Black Valley Gospel

The Fort Cafe seems a strange choice of venue for the launch of an album so subversive as The Black Valley Gospel’s inaugural, self-titled offering.  But on Saturday night, David Chenery’s latest project is set to release their extended musical meditation on the devil himself within the narrow confines of a cafe more accustomed to belching the sweet aroma of saffron and other aromatic spices than a scent so sulfurous and sweaty as that to which Black Valley Gospel has claimed as their most reliable muse; ironically, the pairing is destined for Heaven, not Hell.

Chenery’s no Satanist, and he’s certainly no agnostic.  Instead of adhering to such outdated dualism, Chenery’s vantage-point is decidedly pre-romantic.  Like Milton before him, Chenery casts Satan as a multifaceted character, an updated and more sophisticated rendering of a cartoon sketch so prominent in contemporary Evangelical culture. Chenery’s devil is evil, but he is also kind; Satan inspires a thousand songs, a portion of which made it onto  Black Valley Gospel’s first LP. In the context of Black Valley Gospel, Satan plays a dual role of demon and saint.

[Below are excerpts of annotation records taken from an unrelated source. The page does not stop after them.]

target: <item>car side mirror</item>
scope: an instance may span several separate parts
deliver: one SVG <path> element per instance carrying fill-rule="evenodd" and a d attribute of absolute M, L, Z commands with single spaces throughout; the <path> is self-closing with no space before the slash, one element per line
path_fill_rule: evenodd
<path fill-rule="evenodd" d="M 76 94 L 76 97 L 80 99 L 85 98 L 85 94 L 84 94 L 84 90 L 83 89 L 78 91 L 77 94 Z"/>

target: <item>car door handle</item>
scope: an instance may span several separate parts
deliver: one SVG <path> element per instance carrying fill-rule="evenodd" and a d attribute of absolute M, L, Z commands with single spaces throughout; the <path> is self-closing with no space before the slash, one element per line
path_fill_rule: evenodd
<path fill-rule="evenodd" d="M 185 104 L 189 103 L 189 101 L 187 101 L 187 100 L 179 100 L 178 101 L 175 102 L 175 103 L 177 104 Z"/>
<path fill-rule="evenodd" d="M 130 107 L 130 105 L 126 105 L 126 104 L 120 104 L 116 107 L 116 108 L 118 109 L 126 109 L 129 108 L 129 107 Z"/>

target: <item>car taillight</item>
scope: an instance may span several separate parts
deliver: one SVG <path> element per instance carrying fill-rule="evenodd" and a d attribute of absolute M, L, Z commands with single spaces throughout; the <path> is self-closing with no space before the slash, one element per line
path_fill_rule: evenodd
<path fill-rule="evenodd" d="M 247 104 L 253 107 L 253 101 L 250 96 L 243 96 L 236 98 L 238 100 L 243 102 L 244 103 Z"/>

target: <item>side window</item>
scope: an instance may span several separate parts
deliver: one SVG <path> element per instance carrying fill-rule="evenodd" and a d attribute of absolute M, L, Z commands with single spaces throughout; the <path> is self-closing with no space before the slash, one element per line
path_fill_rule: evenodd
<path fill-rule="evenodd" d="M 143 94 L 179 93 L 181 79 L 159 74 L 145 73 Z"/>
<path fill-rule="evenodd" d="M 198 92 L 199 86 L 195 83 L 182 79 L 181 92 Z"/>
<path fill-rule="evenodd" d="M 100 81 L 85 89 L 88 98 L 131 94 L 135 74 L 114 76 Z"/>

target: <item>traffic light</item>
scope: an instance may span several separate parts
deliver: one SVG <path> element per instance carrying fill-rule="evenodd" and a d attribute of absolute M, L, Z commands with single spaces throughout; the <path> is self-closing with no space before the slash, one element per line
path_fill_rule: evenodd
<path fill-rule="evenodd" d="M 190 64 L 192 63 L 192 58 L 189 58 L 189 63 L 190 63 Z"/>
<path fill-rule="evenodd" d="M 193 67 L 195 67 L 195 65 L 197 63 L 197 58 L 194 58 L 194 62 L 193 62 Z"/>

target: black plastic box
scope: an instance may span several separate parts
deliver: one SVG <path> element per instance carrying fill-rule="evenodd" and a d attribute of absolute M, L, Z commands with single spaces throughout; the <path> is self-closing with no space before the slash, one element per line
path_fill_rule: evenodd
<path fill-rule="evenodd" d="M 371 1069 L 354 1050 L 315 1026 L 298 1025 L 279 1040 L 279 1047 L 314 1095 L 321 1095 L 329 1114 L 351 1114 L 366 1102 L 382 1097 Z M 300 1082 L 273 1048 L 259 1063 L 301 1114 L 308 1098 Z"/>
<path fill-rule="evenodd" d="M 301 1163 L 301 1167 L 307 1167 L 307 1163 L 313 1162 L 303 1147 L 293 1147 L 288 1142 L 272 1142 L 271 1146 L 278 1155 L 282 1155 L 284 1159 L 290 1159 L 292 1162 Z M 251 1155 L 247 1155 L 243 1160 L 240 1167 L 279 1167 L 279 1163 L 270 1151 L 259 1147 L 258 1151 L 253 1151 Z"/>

A complex, and confusing musical swirl ensues: Black Valley Gospel, plays a dual role of white-light sister to The Black Keys’ ongoing juvenilia while engaging the part of dark brother to the White Stripes’ syrupy sound. Fans of Chenery’s past work as well as the uninitiated will both writhe a bliss-laden squirm.  Come see for yourselves, they’ll probably sign a CD or two.